Background: In the pursuit of sources of energy, biofuel pellet is emerging as a promising resource because of its easy storage and transport, and lower pollution to the environment. The composition of biomass has important implication for energy conversion processing strategies. Current standard chemical methods for biomass composition are laborious, time-consuming, and unsuitable for high-throughput analysis. Therefore, a reliable and efficient method is needed for determining lignocellulose composition in biomass and so to accelerate biomass utilization. Here, near-infrared hyperspectral imaging (900-1700 nm) together with chemometrics was used to determine the lignocellulose components in different types of biofuel pellets. Partial least-squares regression and principal component multiple linear regression models based on whole wavelengths and optimal wavelengths were employed and compared for predicting lignocellulose composition.
Results: Out of 216 wavelengths, 20, 10 and 17 were selected by the successive projections algorithm for cellulose, hemicellulose and lignin, respectively. Three simple and satisfactory prediction models were constructed, with coefficients of determination of 0.92, 0.84 and 0.71 for cellulose, hemicellulose and lignin, respectively.
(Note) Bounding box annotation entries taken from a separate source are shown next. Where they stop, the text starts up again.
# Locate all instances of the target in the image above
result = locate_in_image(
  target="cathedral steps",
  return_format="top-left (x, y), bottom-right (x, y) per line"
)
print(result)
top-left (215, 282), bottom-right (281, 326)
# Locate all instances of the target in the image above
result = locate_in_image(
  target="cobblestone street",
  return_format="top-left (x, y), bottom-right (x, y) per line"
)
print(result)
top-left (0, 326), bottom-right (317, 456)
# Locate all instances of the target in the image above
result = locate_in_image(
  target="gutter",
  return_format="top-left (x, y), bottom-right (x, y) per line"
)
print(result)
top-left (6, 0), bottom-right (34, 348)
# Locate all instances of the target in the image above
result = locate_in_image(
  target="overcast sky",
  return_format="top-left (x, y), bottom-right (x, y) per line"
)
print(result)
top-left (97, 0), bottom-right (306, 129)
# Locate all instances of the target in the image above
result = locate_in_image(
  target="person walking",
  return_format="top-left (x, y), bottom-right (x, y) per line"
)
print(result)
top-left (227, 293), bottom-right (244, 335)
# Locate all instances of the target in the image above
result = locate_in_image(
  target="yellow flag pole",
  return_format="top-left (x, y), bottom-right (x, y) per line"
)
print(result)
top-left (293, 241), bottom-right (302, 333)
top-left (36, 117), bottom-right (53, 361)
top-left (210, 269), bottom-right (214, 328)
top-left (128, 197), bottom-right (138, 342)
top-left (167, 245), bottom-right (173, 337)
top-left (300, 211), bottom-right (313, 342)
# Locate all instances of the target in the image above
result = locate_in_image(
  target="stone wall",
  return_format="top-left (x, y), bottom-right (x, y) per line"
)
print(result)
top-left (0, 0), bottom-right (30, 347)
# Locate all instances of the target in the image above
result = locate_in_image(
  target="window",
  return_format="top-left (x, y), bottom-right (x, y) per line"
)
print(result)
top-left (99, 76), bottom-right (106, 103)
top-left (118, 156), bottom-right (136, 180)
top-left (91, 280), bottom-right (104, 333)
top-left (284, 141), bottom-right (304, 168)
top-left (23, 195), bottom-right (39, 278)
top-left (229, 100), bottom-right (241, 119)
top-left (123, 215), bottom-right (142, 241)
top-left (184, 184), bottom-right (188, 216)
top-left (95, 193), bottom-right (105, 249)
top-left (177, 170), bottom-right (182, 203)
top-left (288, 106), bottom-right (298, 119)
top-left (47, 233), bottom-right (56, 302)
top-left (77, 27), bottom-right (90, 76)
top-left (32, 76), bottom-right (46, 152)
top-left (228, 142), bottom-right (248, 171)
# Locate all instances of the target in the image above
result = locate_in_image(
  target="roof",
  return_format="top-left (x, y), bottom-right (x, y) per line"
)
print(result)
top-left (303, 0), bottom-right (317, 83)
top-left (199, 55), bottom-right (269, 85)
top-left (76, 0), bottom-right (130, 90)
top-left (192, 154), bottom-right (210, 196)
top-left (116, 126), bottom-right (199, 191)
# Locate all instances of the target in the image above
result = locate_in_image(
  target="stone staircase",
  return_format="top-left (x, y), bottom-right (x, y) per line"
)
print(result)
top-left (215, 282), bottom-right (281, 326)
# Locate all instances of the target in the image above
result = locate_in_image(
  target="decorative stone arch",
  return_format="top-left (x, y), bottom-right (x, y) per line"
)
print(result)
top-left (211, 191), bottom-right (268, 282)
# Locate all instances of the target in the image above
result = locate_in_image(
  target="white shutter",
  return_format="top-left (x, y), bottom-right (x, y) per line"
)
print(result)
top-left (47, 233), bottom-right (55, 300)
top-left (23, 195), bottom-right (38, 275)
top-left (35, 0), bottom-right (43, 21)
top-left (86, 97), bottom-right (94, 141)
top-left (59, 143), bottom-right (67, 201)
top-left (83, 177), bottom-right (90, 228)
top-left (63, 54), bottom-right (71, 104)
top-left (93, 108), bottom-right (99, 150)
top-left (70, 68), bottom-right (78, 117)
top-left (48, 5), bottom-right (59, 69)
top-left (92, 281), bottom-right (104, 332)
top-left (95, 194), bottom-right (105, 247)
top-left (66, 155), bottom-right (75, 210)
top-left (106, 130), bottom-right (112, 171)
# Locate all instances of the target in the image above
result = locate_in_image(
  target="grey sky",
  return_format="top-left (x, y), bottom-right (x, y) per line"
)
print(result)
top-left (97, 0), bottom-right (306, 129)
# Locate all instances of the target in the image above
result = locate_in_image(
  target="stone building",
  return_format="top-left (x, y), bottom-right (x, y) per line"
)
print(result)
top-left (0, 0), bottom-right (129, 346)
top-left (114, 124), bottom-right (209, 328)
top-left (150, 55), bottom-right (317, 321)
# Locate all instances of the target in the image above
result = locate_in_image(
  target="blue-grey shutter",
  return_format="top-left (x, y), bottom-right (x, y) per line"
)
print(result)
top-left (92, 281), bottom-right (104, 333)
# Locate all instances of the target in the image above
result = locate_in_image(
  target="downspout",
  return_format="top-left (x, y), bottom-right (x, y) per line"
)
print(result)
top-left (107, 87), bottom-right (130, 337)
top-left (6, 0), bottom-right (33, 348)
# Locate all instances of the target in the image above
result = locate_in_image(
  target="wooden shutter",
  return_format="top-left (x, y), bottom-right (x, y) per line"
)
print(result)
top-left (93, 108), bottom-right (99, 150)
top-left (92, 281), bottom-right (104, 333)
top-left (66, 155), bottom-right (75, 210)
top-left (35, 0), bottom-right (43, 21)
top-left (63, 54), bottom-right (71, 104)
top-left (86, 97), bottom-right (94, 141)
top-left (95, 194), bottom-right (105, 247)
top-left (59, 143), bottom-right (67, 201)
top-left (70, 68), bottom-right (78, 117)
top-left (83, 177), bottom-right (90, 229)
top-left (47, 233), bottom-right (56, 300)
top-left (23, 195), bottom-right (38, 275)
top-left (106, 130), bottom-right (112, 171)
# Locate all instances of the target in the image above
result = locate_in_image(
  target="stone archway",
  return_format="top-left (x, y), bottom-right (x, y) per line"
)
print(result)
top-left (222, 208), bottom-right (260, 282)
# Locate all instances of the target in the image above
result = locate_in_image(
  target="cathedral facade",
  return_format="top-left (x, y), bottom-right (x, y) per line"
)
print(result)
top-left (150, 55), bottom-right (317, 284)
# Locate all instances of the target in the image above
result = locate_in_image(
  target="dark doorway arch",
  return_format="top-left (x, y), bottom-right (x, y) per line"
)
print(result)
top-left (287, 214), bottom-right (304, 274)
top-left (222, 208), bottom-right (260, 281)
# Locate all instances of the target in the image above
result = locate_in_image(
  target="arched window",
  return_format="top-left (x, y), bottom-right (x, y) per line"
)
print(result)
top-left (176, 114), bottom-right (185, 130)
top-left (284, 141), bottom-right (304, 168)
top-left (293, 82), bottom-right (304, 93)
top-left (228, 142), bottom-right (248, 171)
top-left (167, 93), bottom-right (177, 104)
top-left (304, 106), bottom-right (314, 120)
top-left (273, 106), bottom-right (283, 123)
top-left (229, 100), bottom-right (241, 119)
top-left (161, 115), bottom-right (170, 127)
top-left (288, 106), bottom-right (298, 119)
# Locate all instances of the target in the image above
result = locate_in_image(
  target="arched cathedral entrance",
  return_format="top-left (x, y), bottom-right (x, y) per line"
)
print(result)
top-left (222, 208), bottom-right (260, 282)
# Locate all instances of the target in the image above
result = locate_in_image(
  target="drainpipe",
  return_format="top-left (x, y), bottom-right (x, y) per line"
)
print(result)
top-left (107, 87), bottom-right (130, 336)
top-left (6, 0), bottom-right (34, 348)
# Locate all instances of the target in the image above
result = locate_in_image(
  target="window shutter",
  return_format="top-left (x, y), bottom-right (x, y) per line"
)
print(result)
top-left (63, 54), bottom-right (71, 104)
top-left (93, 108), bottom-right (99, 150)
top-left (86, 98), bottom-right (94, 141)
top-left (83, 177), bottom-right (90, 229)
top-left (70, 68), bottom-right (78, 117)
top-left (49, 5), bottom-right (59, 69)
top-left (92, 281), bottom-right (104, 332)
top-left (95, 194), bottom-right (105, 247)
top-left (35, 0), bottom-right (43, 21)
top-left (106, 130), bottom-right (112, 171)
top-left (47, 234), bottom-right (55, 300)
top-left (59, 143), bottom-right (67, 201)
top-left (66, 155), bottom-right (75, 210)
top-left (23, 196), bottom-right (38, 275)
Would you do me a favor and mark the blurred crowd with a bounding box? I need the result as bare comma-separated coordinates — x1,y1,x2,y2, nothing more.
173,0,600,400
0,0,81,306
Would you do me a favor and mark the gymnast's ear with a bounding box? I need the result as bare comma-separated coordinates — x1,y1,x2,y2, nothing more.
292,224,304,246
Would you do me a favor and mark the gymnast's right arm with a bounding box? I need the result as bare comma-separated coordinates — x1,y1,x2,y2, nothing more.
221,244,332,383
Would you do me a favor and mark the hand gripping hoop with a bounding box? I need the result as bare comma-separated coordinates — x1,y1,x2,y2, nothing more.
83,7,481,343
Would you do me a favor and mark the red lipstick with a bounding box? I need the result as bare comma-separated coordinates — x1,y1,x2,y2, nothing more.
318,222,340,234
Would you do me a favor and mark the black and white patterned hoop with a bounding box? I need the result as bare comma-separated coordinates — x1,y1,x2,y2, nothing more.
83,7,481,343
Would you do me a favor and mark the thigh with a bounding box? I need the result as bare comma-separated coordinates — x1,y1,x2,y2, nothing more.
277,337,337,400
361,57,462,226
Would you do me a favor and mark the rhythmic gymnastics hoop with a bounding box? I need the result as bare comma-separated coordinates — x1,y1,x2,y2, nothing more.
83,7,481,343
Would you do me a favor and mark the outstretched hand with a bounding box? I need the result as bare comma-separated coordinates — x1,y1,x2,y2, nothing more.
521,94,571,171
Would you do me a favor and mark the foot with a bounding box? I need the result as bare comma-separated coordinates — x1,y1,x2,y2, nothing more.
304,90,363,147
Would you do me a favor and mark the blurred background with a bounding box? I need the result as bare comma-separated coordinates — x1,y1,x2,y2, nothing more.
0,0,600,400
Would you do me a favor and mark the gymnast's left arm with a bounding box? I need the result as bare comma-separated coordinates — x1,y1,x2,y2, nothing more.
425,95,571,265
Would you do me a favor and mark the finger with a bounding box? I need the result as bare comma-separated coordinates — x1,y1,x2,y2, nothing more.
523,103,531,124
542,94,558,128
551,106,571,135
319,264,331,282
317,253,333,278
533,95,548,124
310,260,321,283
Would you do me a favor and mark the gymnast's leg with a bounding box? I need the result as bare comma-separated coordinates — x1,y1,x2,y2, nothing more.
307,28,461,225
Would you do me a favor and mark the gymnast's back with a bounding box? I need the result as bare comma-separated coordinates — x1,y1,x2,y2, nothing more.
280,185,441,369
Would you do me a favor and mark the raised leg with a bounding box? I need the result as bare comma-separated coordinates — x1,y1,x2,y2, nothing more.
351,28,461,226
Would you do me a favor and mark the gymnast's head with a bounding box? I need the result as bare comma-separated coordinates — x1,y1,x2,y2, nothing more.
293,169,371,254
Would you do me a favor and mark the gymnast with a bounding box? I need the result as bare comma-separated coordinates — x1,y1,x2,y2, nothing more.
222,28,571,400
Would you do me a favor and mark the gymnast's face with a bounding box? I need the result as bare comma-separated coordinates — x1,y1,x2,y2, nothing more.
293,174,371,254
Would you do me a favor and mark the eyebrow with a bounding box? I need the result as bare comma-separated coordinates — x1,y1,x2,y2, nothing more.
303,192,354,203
The relative parameter distributions were quantitatively visualized through prediction maps by transferring the optimal models to all pixels on the hyperspectral image.
Conclusions: Hence, the overall results indicated that hyperspectral imaging combined with chemometrics offers a non-destructive and low-cost method for determining biomass lignocellulose components, which would help in developing a simple multispectral imaging instrument for biofuel pellets online measurement and improving the production management.
Keywords: Biofuel pellet; Biomass; Hyperspectral imaging; Image processing analysis; Lignocellulose components; Wavelength selection.